Apesar da ampla adoção regional, o software sempre representou uma parcela pequena do faturamento total da multinacional holandesa, o que levou, ao longo do tempo, a discussões internas sobre a venda do ativo.
Venda bilionária
No fim de 2025, a Philips firmou um acordo para vender o Tasy à Bionexo, empresa especializada em soluções de tecnologia em saúde baseadas em nuvem. O valor da transação foi de 161 milhões de euros, o equivalente a aproximadamente R$ 1 bilhão na cotação atual.
A negociação confirmou especulações que circulavam no mercado desde o ano anterior, período em que a Philips teria contratado assessores financeiros para avaliar a alienação do software. O preço final ficou alinhado à avaliação inicial feita pela companhia.
A operação ainda depende de aprovações regulatórias, mas a expectativa é que seja concluída antes do término do segundo trimestre deste ano.

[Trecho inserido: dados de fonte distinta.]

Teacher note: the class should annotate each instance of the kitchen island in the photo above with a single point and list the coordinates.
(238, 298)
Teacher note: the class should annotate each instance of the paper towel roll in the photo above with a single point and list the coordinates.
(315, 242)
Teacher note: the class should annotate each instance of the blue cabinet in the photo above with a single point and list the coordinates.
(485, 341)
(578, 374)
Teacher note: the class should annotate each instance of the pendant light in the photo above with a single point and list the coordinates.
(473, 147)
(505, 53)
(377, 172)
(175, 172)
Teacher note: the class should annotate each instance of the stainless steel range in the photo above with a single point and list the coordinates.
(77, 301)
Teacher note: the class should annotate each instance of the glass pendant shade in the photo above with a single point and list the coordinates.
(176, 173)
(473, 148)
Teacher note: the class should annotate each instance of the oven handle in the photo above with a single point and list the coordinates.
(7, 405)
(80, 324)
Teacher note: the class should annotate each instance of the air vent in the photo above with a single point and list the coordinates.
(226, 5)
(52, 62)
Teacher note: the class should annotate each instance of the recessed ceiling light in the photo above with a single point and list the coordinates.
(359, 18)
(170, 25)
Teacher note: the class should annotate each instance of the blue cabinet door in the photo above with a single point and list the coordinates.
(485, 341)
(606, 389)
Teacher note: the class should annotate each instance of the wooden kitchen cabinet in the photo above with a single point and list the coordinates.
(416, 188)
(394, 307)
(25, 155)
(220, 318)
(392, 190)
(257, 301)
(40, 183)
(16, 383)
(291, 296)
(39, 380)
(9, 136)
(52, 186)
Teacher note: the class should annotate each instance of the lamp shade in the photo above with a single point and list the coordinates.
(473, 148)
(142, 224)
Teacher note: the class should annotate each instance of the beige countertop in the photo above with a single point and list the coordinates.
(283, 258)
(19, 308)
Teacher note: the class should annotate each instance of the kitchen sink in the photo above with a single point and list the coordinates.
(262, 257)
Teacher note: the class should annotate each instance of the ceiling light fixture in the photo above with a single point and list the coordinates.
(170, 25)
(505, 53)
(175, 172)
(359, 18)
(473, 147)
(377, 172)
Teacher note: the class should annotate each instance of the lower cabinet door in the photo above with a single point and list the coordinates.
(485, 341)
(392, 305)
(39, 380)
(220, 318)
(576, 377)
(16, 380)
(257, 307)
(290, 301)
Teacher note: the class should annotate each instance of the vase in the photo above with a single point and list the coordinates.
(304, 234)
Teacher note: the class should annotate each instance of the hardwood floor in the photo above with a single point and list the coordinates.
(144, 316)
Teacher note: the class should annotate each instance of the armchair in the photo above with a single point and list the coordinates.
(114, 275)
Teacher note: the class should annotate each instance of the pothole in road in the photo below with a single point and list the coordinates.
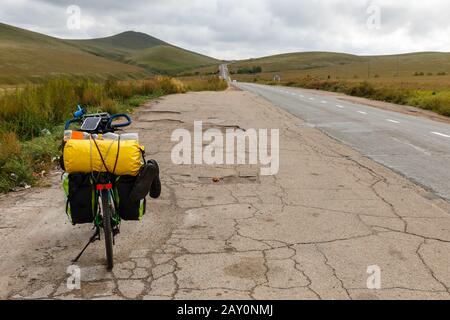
(243, 179)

Em comunicado oficial, a Philips afirmou que a venda está alinhada à sua estratégia de concentrar esforços em soluções de tecnologia de saúde “escaláveis globalmente”. A empresa vem direcionando investimentos para produtos com maior potencial de impacto internacional.

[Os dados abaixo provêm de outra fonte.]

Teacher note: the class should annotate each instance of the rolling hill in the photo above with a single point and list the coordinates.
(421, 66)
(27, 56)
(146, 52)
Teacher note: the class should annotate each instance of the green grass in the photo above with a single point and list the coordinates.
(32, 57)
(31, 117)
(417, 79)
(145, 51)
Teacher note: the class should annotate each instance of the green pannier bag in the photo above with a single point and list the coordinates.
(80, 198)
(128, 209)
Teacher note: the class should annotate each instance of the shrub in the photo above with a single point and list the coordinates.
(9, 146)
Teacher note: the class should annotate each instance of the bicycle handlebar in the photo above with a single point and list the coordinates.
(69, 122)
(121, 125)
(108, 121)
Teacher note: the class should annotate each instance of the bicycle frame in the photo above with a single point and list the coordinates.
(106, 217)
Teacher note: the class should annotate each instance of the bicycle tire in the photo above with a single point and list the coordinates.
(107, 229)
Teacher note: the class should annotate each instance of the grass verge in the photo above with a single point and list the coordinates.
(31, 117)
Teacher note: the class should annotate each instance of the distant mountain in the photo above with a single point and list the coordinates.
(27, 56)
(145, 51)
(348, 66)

Nesse contexto, o Tasy, embora bem-sucedido na América Latina, não se encaixava completamente nessa diretriz estratégica, o que tornou a venda um movimento natural de reorganização do portfólio. A multinacional também informou que os clientes do sistema não precisam adotar nenhuma medida neste momento e que a continuidade do serviço está garantida.
Expansão da Bionexo
Para a Bionexo, a aquisição representa um avanço significativo na ampliação de sua atuação no setor hospitalar. A empresa já possui presença relevante no Brasil, Argentina, Colômbia e México, além de uma extensa base de clientes na área da saúde.
Com a incorporação do Tasy, a companhia passa a oferecer uma solução completa de prontuário eletrônico e gestão hospitalar, complementando seus serviços em nuvem. A expectativa é fortalecer a presença do sistema na América Latina e explorar sinergias entre as plataformas, com potencial para novas funcionalidades e melhorias na gestão de dados clínicos.
Incertezas em Blumenau
O centro tecnológico da Philips em Blumenau era dedicado majoritariamente ao desenvolvimento do Tasy. Até agora, a empresa não divulgou informações oficiais sobre o futuro da unidade após a conclusão da venda.
A indefinição gera expectativa no mercado regional, já que o município é um polo importante de tecnologia no Sul do país. O que já está definido é que o software criado em Santa Catarina entrou definitivamente para a história como um produto brasileiro que se transformou em um negócio bilionário e inicia uma nova fase na saúde digital latino-americana.